While writing for various classes throughout my K-12 public education, I was always told by most teachers to create ‘an outline’. The cryptic advice was about as useful as saying “Just write well, okay.” In high school a few advanced placement teachers finally put forth outline strategies. Most of these strategies were so rudimentary they were useless. Then there was the dreaded MLA format, where teachers graded you mechanically by the “official rules” that some organization deemed to be “the way.” Whenever I wrote, it was typically spontaneous. Maybe it was 9:00 pm the night before the paper was due, or maybe it was the day the project was assigned and my inspiration and motivation happened to be flowing.
A few years after graduating college I got back into reading fiction, after being a consumer of primarily other forms of media (music, television, cinema, video games) for over a decade. Then, I began writing for kicks and giggles November 2012 after hearing of an annual event called NaNoWriMo, or National Novel Writing Month. The work I started during this event extended past the month of November for over a year. Every once in a while I would sit down and write whatever came to mind, whatever felt fun and interesting. I would comb through older parts of the piece and polish the grammar, prose, and dialogue. I used Evernote to keep all my ideas/notes in line, and still do. It is one of the most valuable writing tools I have come across.
In May 2013 finished watching professional published author Brandon Sanderson’s entire BYU “Intro to Sci-Fi/Fantasy Writing” class for free on YouTube. I joined my first writing group in October 2013, and to my surprise they tore my 50,000 word baby apart like a rabid pack of wolves. Humbled by the realization that I still had much to learn, I decided to put my project on ice. I spent twice as much time reading novels and eventually I read Stephen King’s “On Writing.” I felt inadequate. I felt like an amateur. I felt like the scrawny kid on the kickball field who was always picked last. Defeated, I didn’t write for almost two months.

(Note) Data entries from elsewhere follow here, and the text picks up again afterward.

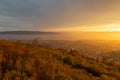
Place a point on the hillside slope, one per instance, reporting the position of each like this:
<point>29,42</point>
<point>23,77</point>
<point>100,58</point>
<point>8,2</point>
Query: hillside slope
<point>20,61</point>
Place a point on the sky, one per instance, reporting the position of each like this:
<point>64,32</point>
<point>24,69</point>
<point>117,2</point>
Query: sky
<point>60,15</point>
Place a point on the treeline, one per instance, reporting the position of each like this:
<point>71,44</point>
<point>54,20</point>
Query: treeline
<point>30,61</point>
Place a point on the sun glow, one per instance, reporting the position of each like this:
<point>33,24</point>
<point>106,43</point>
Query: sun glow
<point>101,28</point>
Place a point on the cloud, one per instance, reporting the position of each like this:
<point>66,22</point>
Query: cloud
<point>42,14</point>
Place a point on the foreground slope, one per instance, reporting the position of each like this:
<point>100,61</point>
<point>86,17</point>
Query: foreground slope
<point>20,61</point>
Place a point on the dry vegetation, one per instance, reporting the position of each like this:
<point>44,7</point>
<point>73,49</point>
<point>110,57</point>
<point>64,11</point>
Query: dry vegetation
<point>20,61</point>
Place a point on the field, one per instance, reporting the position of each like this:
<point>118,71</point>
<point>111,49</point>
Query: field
<point>31,61</point>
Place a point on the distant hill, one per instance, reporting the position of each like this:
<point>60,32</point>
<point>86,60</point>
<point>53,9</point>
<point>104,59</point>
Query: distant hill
<point>26,33</point>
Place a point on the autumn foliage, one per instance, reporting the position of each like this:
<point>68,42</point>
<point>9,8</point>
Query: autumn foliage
<point>28,61</point>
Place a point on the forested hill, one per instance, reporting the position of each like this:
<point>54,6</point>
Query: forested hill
<point>20,61</point>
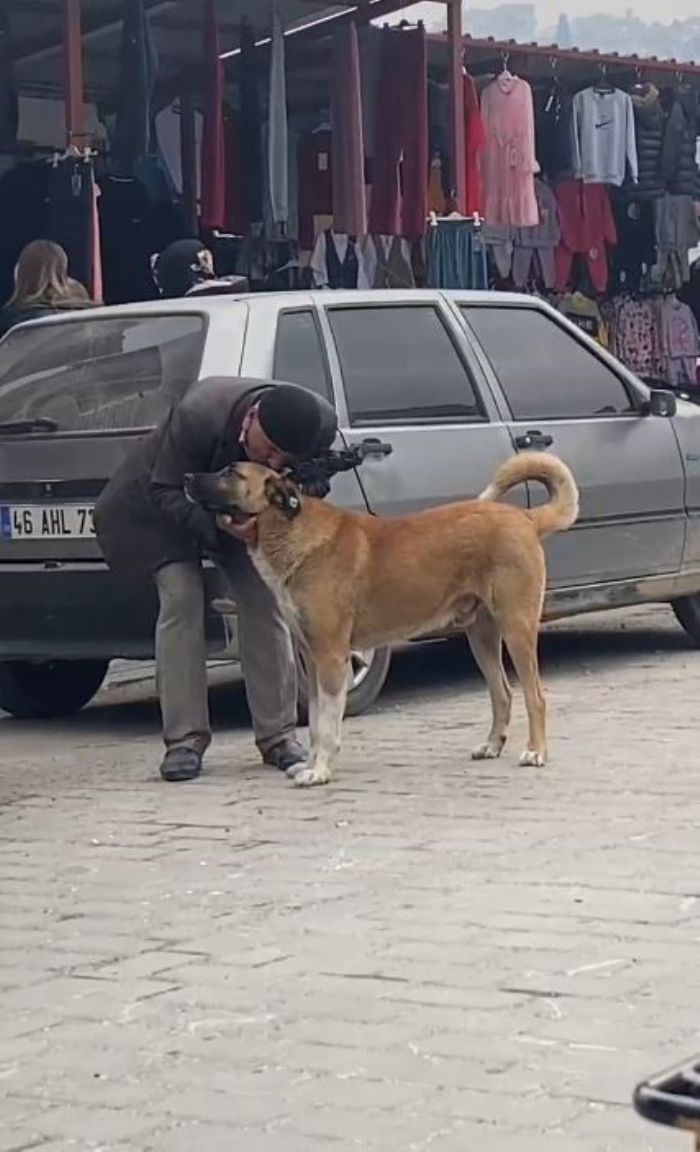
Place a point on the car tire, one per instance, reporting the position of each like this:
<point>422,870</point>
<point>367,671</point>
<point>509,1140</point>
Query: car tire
<point>48,689</point>
<point>368,672</point>
<point>687,614</point>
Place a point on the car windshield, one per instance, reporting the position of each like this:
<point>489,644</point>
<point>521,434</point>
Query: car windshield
<point>99,373</point>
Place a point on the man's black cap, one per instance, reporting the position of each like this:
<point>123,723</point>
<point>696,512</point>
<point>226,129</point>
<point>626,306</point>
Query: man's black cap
<point>296,421</point>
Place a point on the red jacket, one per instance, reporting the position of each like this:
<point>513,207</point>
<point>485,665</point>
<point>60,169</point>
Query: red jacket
<point>585,215</point>
<point>474,139</point>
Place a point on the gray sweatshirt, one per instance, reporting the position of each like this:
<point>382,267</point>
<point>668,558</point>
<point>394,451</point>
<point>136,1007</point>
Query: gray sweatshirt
<point>603,137</point>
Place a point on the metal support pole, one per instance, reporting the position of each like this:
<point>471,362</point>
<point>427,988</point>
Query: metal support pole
<point>73,75</point>
<point>456,101</point>
<point>188,146</point>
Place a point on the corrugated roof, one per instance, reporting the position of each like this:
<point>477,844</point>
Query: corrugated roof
<point>37,31</point>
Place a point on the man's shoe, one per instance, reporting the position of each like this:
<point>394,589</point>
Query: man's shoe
<point>288,756</point>
<point>181,764</point>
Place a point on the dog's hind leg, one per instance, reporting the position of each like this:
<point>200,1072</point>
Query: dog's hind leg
<point>487,648</point>
<point>329,705</point>
<point>520,638</point>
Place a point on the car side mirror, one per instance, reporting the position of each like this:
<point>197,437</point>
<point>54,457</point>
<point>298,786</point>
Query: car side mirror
<point>661,402</point>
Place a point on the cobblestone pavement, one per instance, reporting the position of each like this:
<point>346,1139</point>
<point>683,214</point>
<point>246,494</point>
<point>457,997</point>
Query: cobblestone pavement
<point>425,955</point>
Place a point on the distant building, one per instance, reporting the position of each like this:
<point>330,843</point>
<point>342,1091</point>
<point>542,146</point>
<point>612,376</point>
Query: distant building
<point>504,22</point>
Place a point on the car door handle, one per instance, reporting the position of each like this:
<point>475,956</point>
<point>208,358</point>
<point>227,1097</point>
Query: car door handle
<point>373,447</point>
<point>533,439</point>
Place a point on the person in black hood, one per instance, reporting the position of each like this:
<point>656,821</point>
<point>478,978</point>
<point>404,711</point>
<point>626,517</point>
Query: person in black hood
<point>146,527</point>
<point>185,267</point>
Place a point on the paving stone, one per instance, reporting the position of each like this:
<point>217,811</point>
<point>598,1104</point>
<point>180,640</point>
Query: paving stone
<point>428,954</point>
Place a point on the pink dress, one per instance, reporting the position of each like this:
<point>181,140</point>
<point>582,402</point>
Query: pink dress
<point>509,163</point>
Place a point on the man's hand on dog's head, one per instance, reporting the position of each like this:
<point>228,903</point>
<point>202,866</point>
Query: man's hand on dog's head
<point>246,533</point>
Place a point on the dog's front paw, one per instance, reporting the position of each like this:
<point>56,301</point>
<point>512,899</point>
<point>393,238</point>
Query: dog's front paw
<point>532,759</point>
<point>487,751</point>
<point>311,775</point>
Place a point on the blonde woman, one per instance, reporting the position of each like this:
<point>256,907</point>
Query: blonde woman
<point>42,286</point>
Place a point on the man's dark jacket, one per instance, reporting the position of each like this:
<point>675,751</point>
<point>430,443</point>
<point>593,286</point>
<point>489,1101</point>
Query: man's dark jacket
<point>143,517</point>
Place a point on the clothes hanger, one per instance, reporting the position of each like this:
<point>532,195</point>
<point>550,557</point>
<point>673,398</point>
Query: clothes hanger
<point>603,85</point>
<point>555,84</point>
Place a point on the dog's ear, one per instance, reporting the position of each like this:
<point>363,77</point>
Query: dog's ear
<point>282,493</point>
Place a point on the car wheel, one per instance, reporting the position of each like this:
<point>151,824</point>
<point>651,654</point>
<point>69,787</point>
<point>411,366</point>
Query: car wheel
<point>367,674</point>
<point>687,614</point>
<point>48,689</point>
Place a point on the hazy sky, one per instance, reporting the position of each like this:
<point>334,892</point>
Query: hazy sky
<point>549,9</point>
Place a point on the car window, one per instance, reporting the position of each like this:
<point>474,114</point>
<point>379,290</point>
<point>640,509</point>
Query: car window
<point>299,353</point>
<point>400,365</point>
<point>99,373</point>
<point>543,371</point>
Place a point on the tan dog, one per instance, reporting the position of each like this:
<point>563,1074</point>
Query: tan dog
<point>348,580</point>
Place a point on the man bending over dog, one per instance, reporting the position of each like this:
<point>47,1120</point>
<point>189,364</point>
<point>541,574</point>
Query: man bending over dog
<point>146,524</point>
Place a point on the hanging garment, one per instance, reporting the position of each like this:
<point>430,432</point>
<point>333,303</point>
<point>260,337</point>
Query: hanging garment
<point>553,131</point>
<point>499,240</point>
<point>9,104</point>
<point>678,341</point>
<point>275,229</point>
<point>633,335</point>
<point>23,199</point>
<point>636,252</point>
<point>213,158</point>
<point>678,163</point>
<point>388,266</point>
<point>474,142</point>
<point>348,167</point>
<point>169,146</point>
<point>138,66</point>
<point>334,260</point>
<point>251,128</point>
<point>70,204</point>
<point>585,313</point>
<point>314,158</point>
<point>398,205</point>
<point>456,256</point>
<point>538,244</point>
<point>96,286</point>
<point>370,43</point>
<point>278,139</point>
<point>649,122</point>
<point>436,198</point>
<point>587,229</point>
<point>509,160</point>
<point>235,177</point>
<point>128,240</point>
<point>676,224</point>
<point>603,136</point>
<point>439,149</point>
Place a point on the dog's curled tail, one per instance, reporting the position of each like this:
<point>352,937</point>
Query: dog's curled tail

From the end of January 2014 to the middle of May 2014, I wrote a new short story every month. Each story felt stronger and than the last. I felt like I was beginning to internalize a part of the writing process which enabled me to construct a more coherent and meaningful narrative. During this time I had also been using a new word processing program named Scrivener. The software makers call the program “writing software”, which is accurate. The program’s skeumorphic design shows each project as a binder. Within each ‘binder’ is a list of folders and files. One can choose to make each file a scene, adding a scene break between files when the program ‘compiles’ the document into the desired filetype (.pdf, .rft,. doc)
This simple organization alone is incredibly useful when making story and character tweaks which propagate throughout the story. Combine that with many other possible productivity tools I don’t want to bore you with listing. If you’re on the fence, it’s free to try. After the tutorial and a start of a project in a new file, I was convinced that the program was worth the price, especially compared to Microsoft Word. That’s really where I’m at right now. I’ve tried some spreadsheets and other black magic, but I’m not yet convinced they are worth the trouble. Scrivener, even when only a few features are utilized, seems which helps organize one’s writing well worth the ‘input time.’ The input time, like screwing up a text message seven times in a row because you’re thumbing at a piece of glass.